Ok, I'll get into more detail:

The cause of your problem is this:

a) Your router most likely doesn't support the local loopback feature (most routers don't).

b) Geeklog uses absolute URLs for its resources (graphics, pages, whatever). For example, http://your.url.here/layout/Gameserver/theme-images/gameserver_logo2.gif is the URL to the Logo of the gameserver theme.

What happens is this: Your browser is asked to get several files from a specific URL (see b)), looks up the domain via DNS, gets the IP it has to ask, sends a request for the pages to the specific IP and times out because the router can't send the request back to your computer because of a).

If your router doesn't have loopback you have to access the computers in your local net with their internal IPs, not the global IP.

To make your domain resolve to 127.0.0.1 use the hosts file. I don't know if Macs support a hosts file, but Unix/Linux and Windows does, so I would be surprised if Macs don't use it.

The hosts file is a simple text file with several lines in the format

IP Domain

which has to be in a specific directory and have the name 'hosts' which tells the OS not to resolve specific domains via DNS but to use the given IP.

So simply put the line

127.0.0.1 your.domain.here

into it and you are set. If the server is on a different machine within your local net put its (internal!) IP there of course (which will probably be in the 192.168.*.* range).

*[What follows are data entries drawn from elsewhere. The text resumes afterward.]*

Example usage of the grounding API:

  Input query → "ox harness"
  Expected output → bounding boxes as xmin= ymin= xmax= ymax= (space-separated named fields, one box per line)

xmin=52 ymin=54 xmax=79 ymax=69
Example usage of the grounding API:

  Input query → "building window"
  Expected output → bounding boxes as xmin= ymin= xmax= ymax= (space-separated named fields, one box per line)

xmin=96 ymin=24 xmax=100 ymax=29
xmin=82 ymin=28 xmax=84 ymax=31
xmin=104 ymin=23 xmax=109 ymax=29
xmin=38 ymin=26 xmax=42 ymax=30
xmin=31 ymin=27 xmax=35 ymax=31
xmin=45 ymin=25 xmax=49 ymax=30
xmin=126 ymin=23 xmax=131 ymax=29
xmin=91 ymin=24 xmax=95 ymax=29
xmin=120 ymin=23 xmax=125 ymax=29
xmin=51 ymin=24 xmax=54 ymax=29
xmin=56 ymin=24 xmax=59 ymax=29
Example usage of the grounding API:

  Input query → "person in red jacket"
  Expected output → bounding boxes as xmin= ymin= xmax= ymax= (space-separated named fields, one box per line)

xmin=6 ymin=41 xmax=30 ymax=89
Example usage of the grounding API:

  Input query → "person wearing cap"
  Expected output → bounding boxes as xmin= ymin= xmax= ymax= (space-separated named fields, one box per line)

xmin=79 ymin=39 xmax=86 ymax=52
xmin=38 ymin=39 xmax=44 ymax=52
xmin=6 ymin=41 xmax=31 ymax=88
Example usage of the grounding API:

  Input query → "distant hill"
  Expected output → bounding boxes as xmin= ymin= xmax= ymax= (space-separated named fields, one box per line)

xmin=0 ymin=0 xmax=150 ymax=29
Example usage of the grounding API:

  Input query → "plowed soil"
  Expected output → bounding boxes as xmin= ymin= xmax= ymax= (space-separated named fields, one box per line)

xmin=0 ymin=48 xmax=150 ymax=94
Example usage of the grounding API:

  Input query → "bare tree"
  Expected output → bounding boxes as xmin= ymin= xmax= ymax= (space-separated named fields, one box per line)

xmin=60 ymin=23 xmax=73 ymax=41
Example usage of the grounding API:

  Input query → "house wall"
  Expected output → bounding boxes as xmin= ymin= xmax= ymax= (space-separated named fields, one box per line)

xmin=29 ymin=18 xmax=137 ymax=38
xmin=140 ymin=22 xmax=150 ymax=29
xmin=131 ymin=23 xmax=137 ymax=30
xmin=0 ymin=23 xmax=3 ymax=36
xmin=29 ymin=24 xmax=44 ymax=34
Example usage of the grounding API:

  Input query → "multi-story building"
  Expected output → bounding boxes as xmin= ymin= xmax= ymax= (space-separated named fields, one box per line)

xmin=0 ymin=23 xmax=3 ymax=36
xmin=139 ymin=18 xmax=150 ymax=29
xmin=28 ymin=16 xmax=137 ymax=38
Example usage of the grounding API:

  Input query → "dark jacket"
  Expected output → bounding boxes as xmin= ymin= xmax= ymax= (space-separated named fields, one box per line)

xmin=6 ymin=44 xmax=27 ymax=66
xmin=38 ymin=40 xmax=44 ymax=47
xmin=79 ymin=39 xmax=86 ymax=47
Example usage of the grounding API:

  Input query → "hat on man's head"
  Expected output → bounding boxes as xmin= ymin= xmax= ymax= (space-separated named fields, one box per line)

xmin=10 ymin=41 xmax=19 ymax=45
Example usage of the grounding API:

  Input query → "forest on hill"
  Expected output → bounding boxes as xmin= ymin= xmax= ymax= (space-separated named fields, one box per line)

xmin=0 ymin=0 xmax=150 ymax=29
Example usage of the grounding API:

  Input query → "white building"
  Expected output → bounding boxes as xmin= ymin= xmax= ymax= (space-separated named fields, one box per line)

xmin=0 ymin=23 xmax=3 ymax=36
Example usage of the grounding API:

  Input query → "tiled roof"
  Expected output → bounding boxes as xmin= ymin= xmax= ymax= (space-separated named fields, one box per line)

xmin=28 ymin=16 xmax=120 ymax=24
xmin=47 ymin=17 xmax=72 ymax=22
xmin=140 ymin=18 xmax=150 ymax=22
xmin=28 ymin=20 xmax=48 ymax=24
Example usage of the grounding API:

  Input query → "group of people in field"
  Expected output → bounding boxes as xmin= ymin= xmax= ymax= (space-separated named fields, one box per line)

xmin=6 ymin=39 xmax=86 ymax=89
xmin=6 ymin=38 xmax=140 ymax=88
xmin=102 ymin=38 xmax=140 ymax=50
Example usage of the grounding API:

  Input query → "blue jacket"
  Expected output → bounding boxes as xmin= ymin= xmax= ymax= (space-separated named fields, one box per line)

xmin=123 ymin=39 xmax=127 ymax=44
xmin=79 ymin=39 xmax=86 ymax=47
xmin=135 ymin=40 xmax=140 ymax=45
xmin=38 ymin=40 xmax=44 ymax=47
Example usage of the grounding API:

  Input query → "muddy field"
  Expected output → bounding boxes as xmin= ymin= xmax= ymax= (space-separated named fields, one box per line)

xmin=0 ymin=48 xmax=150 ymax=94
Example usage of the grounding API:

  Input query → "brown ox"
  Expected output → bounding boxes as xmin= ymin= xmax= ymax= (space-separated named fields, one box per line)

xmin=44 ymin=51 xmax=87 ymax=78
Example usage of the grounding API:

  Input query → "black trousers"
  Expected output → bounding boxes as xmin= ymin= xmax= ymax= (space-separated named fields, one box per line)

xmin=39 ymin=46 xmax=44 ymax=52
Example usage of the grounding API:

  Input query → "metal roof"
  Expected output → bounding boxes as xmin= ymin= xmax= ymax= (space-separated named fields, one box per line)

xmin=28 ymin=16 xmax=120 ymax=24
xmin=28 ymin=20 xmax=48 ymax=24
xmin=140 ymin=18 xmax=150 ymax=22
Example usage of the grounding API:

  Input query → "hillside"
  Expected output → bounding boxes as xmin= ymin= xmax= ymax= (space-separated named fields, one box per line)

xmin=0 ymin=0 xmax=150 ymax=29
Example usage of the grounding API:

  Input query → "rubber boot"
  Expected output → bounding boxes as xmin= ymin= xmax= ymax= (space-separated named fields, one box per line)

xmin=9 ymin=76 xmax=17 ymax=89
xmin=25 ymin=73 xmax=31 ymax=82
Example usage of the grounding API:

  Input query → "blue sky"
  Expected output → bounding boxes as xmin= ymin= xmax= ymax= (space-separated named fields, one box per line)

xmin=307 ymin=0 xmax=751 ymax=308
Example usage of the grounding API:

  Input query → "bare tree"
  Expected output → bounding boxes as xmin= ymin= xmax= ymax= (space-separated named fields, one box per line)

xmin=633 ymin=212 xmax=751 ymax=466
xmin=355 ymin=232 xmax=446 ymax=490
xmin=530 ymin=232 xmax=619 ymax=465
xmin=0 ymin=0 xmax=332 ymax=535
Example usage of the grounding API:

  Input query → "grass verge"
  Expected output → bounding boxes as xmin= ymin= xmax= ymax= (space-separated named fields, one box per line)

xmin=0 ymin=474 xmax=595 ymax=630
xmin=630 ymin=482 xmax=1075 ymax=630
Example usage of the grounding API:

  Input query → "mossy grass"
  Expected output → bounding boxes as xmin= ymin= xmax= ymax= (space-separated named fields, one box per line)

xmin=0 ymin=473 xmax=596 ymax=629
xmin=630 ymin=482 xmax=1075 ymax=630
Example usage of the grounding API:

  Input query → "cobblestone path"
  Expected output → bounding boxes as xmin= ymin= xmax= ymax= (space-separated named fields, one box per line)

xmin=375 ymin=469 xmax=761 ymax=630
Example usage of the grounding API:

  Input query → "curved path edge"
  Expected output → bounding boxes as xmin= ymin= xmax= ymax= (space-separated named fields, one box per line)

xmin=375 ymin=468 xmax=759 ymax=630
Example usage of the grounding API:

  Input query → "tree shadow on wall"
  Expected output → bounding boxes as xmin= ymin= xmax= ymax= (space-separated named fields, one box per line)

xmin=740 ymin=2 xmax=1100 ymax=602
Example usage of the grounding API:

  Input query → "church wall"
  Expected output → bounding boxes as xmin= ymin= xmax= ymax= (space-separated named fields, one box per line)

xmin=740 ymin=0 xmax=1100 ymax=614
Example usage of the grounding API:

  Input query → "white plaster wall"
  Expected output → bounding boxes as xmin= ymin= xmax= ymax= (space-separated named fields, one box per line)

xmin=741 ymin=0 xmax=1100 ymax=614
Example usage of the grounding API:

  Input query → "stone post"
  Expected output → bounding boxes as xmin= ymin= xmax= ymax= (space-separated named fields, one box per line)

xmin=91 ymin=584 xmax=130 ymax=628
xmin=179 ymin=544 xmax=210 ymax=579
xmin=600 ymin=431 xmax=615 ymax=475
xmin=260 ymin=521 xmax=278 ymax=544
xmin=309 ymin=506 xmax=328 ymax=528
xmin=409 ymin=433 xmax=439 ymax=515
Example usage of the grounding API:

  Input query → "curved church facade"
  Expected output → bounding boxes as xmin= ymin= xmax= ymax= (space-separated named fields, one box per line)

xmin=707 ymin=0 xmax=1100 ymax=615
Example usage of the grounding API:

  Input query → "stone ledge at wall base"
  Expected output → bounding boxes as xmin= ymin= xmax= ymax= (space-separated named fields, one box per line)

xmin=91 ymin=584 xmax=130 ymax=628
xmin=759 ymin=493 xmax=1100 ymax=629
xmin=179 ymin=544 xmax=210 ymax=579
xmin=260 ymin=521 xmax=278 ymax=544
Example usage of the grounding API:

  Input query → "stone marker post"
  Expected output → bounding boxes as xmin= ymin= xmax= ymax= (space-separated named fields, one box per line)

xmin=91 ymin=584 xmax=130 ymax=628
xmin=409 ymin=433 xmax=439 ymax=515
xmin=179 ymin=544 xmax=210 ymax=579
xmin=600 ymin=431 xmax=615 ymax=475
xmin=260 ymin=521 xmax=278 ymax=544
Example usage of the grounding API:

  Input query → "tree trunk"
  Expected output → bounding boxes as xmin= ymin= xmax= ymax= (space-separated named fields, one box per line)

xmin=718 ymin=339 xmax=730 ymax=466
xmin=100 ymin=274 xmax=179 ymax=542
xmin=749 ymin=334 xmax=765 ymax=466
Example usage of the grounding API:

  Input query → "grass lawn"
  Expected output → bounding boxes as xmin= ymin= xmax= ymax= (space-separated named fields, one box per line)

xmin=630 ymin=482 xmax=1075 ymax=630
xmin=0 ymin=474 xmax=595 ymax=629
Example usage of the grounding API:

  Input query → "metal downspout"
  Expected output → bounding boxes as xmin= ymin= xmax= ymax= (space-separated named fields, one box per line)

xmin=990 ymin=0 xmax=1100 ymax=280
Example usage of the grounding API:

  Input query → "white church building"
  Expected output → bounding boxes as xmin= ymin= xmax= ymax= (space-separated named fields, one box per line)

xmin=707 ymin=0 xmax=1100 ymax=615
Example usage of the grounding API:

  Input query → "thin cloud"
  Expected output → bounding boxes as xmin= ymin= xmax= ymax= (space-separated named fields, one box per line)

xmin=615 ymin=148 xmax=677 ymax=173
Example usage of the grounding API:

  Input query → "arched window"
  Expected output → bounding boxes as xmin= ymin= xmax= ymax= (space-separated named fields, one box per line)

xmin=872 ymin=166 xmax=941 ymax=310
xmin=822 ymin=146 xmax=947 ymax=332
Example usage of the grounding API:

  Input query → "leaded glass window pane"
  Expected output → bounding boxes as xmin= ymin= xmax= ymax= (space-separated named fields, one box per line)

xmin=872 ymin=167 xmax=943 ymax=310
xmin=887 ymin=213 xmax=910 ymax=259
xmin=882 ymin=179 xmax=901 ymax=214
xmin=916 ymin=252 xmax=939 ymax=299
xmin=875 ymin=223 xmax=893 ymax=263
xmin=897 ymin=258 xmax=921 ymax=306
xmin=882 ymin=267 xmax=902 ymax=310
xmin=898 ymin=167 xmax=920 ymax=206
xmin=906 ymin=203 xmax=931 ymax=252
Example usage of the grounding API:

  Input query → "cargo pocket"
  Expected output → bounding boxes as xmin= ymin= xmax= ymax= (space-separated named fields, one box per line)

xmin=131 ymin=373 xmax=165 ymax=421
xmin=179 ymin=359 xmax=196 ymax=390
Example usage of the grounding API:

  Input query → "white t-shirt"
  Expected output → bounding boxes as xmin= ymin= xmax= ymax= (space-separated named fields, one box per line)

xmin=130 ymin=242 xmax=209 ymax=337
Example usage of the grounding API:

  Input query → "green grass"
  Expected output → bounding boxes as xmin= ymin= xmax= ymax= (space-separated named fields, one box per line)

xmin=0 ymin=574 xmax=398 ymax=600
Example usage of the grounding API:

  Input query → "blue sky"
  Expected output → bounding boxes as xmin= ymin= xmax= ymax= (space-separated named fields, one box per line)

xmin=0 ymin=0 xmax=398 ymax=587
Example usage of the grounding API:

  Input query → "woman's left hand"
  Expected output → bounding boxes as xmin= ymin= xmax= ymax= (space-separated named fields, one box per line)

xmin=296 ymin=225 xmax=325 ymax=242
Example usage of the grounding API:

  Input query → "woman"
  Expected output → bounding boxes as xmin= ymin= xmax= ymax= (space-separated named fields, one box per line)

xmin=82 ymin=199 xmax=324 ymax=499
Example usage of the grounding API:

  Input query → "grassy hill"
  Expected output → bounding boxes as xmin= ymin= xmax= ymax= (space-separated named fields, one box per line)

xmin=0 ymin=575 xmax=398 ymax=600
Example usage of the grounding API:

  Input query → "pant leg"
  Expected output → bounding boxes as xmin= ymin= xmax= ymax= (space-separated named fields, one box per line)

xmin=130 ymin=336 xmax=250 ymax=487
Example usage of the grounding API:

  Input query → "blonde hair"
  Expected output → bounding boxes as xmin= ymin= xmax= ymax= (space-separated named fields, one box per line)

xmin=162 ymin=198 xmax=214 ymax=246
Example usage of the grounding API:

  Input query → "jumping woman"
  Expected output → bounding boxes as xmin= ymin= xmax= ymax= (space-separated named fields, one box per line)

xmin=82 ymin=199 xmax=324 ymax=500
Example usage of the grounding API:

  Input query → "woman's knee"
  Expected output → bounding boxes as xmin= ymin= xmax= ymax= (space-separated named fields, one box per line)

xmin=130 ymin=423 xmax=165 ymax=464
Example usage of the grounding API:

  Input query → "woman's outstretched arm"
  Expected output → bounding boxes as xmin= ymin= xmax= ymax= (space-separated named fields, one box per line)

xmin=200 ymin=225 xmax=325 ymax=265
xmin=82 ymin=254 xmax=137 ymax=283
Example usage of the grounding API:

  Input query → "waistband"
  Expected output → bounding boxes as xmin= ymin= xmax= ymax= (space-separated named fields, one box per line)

If Macs don't support a host file check the web how to manually resolve specific domains to an IP without a DNS lookup. There must be some way.


Status: offline

maigoofy

Forum User
Junior
Registered: 02/09/03
Posts: 15
Thank you for your response. I tried changing hosts file as you suggested. But it did not work. I use Mac OS X Server which seems to look elsewhere for hosts. I will continue to search, but I think I need to learn how to use Net Info. Thank you again for your help. I will post what I find.

Status: offline

maigoofy

Forum User
Junior
Registered: 02/09/03
Posts: 15
happy
No, I was mistaken. Indeed the hosts file solution works for Mac OS X Server 10.2.5. When I saw the instruction in hosts file (/etc/hosts), which says: # Note that this file is consulted when the system is running in single-user # mode. At other times this information is handled by lookupd. By default, # lookupd gets information from NetInfo, so this file will not be consulted # unless you have changed lookupd\'s configuration. I misunderstood it to use NetInfo. Also, when I tried the hosts file solution before, it probably did not work because I did not restart Apache. I just added the following line in Terminal and restarted the server. 192.168.0.2 www.mydomain.com Thank you for your help. It took a long time for me to solve this.